Druids Glen golf club to sell off portraits of seven 1916 signatories
Paintings of Rising leaders no longer suit the 'ambience' of prestigious resort
Published 21/11/2011 | 05:00
THE heroes of the 1916 Rising have been turfed out of one of the country's most prestigious golf clubs.
While these bastions of the sporting elite can be notoriously picky about who they do and do not allow to enter, eyebrows have been raised after the management of Druids Glen Golf Resort in Co Wicklow decided to evict the seven signatories of the 1916 proclamation.
Their portraits have graced the stairs of the clubhouse, Woodstock House, since it opened in 1995. However, they no longer suit the "ambience" and will be put up for auction later this month.
Artist Robert Ballagh, who was commissioned to create the pencil drawings by the club's previous owner Hugh 'Hugo' Flinn, said he was disappointed. "Sadly, Hugo is no longer with us and it seems the new management have decided to divest the house of these proudly nationalist emblems.
"The portraits of the 1916 signatories have been there since Druids Glen opened and I believe they should remain there," he added.

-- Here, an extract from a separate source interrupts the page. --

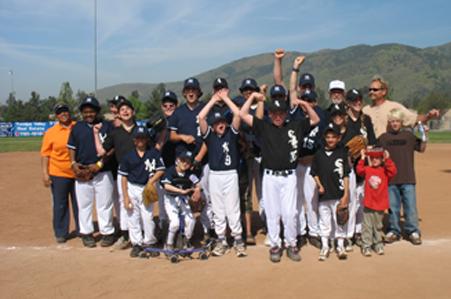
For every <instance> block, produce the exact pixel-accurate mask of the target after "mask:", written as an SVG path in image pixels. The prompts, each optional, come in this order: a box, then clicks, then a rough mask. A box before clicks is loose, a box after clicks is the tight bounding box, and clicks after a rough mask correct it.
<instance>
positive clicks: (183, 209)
mask: <svg viewBox="0 0 451 299" xmlns="http://www.w3.org/2000/svg"><path fill="white" fill-rule="evenodd" d="M164 207H165V209H166V213H167V215H168V218H169V233H168V240H167V243H168V244H170V245H172V244H174V236H175V234H176V233H177V232H178V230H179V228H180V216H182V218H183V219H184V221H185V223H184V225H185V228H184V234H185V237H186V238H187V239H188V240H189V239H191V237H192V236H193V230H194V224H195V223H196V222H195V220H194V217H193V213H192V212H191V208H190V206H189V204H188V197H187V196H183V195H180V196H173V195H169V194H167V193H165V194H164Z"/></svg>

Mr Flinn, the son of Fianna Fail TD Hugo Flinn, who served as parliamentary secretary under Eamon de Valera, was the founder of the international engineering company, the PW Group. He died last year at the age of 88 and the Druids Glen Resort is now headed by chief executive Richard Collins.
"Hugo was a patriot and noted that if you played golf at Royal Lytham & St Annes, or anywhere in England, they'd have the Union Jack flying overhead and a picture of the queen in the clubhouse," said Mr Ballagh.

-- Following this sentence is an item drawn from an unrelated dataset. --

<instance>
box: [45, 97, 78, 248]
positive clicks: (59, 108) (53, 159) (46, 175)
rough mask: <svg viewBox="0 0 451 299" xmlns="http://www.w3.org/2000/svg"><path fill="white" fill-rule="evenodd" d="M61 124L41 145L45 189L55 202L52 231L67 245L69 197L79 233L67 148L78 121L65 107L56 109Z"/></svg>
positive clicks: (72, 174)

"He felt anyone playing golf in Druids Glen should know they were in Ireland, and in a republic."
The artist said he was "shocked" at the €8,000-- €10,000 guide price for the set of seven portraits.
Other lots in the sale, also created by Mr Ballagh, include portraits of Mr De Valera and John Costello with a guide price of between €1,500 and €2,000 each, and an oil painting of Bernadette Devlin which has an estimate of €8,000-€10,000.

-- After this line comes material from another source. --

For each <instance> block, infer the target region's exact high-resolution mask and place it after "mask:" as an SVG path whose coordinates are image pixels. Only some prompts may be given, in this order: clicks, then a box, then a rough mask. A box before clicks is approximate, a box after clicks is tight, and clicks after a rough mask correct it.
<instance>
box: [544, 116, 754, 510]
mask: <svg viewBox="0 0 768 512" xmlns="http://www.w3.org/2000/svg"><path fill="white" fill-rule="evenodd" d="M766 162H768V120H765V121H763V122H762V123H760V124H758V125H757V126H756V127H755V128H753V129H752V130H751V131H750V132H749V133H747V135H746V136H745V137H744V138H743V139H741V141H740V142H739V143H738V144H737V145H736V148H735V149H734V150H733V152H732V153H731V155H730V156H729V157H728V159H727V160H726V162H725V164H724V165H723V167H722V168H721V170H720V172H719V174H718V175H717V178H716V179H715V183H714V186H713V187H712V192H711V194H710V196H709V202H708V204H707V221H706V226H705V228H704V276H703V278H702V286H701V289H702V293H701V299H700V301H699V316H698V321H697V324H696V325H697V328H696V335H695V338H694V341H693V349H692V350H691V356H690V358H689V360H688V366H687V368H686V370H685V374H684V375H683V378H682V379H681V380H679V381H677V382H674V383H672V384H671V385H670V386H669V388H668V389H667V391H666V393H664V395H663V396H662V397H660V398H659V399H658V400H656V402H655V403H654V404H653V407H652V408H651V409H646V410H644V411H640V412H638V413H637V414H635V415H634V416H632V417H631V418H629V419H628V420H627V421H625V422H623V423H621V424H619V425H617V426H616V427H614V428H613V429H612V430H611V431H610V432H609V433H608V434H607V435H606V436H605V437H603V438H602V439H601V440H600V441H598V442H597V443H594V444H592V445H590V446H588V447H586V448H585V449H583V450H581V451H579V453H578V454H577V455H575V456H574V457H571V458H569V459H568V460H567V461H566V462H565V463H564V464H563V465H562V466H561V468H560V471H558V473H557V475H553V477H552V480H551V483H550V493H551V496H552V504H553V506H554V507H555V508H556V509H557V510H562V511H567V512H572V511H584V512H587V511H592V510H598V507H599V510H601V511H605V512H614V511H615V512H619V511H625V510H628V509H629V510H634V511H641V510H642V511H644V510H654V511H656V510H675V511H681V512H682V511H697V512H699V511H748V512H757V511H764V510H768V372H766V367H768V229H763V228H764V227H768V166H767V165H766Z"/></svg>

"I liked Hugo. I did all of this work at very, very cheap rates but if you look at estimates in the catalogue for the exhibition, they are not selling at cheap rates," said Mr Ballagh.
The works will go under the hammer in Whyte's 'Important Irish Art' auction which takes place in the RDS on November 28. When contacted by the Irish Independent, Ian Whyte, managing director of the auctioneers, described the portraits of the 1916 leaders as "not suiting the ambience of a golf club".
"Let's put it this way. They (Druids Glen) are trying to attract business from around the world so this really doesn't gel and also the resort is currently undergoing some refurbishment and it was felt that the collection of over 30 very similar portraits needed to be reduced," said Mr Whyte.
The auctioneer said the works had been replaced by a temporary exhibition showcasing contemporary Irish artists.
"It is probable that the resort will use the funds raised by the sale of the decommissioned works to acquire new paintings by contemporary Irish artists thus continuing the tradition of artistic patronage started by Druids Glen founder Hugo Flinn," added Mr Whyte.
A spokeswoman for Druids Glen said the paintings are being sold ahead of a €2m refurbishment of the resort.